Quali sono le responsabilità occidentali nella degenerazione della situazione in Siria? L’Europa, intesa come UE, ha una sua “posizione” oppure ciascun paese si sta muovendo per conto suo?
Esistono dei concreti rischi che la situazione evolva verso un conflitto più grave nel quale non si combatterà più per interposta persona? E in che posizione si troverebbero i militari italiani di stanza in Libano?

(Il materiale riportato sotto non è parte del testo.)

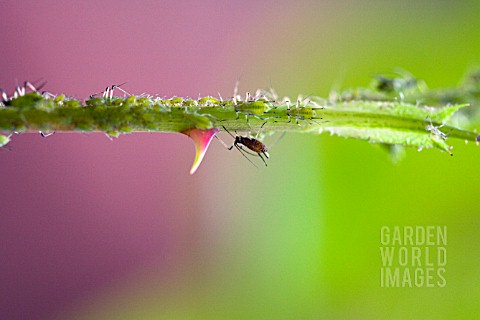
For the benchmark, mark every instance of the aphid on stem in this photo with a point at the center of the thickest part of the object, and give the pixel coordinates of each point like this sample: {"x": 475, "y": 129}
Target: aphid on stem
{"x": 250, "y": 143}
{"x": 435, "y": 130}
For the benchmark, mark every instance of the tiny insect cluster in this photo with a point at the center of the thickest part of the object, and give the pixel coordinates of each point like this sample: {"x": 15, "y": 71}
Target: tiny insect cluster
{"x": 382, "y": 114}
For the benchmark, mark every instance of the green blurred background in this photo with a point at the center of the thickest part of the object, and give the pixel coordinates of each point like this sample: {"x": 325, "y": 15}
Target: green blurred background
{"x": 300, "y": 240}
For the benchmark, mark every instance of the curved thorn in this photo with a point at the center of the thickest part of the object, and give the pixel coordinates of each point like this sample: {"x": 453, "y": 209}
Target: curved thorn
{"x": 202, "y": 139}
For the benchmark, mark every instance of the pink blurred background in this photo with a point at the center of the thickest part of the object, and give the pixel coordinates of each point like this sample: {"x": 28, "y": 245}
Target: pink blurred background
{"x": 98, "y": 229}
{"x": 79, "y": 213}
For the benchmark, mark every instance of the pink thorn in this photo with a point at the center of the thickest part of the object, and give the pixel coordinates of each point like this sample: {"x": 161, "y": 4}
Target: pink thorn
{"x": 202, "y": 139}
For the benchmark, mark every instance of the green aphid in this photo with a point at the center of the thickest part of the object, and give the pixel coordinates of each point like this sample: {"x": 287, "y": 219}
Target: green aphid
{"x": 144, "y": 102}
{"x": 253, "y": 108}
{"x": 72, "y": 103}
{"x": 129, "y": 102}
{"x": 306, "y": 114}
{"x": 190, "y": 103}
{"x": 95, "y": 102}
{"x": 199, "y": 121}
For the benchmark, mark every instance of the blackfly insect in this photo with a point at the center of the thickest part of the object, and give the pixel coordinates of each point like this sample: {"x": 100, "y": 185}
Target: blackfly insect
{"x": 250, "y": 143}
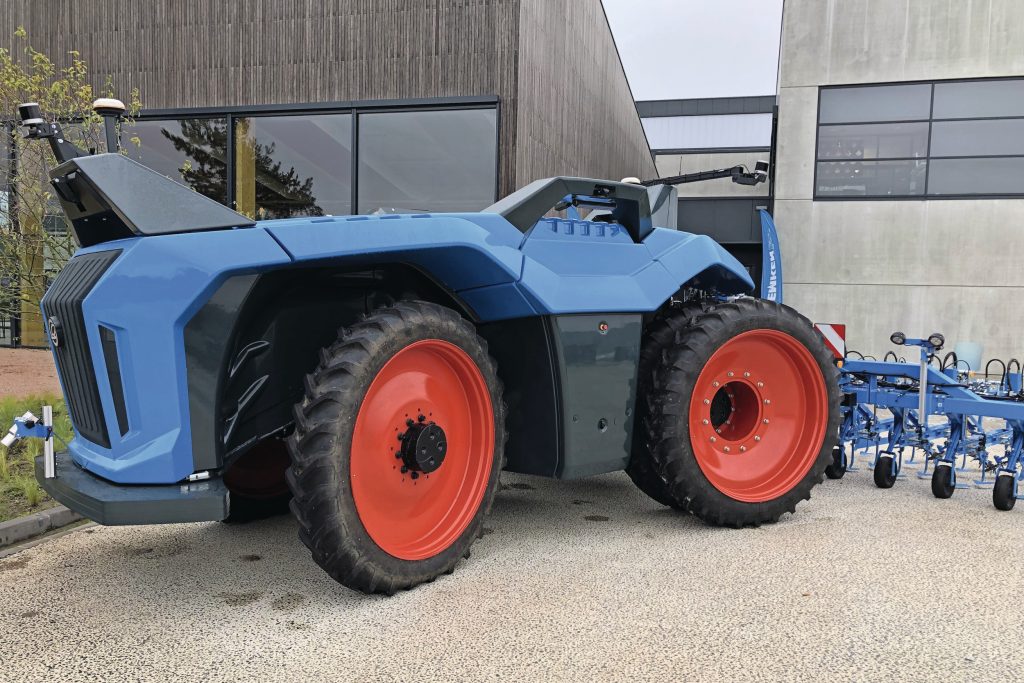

Le responsabilità occidentali sono evidenti nell’approvazione della strategia del caos statunitense: “rivolte arabe”, golpe e bombardamenti atlantici hanno favorito negli ultimi cinque anni il diffondersi del terrorismo in Siria contro il legittimo Governo di al-Asad. La UE ovviamente non funziona da nessun punto di vista, a maggior ragione perché non esiste a rigor di trattato un Ministro degli Esteri europeo: ogni paese si muove più o meno per conto suo, ma nei limiti dell’occupazione atlantica. I militari italiani di stanza in Libano sono a rischio come qualsiasi altro contingente internazionale in zona di guerra; i tentativi “tricolori” di portare avanti un rapporto autonomo in quell’area hanno ricevuto un brusco stop dopo l’omicidio statunitense di Nicola Calipari. Difficile che ora l’Italia abbia la forza di condurre una politica differente da quella degli Stati Uniti d’America: se Washington affonderà, Roma cadrà insieme a lei.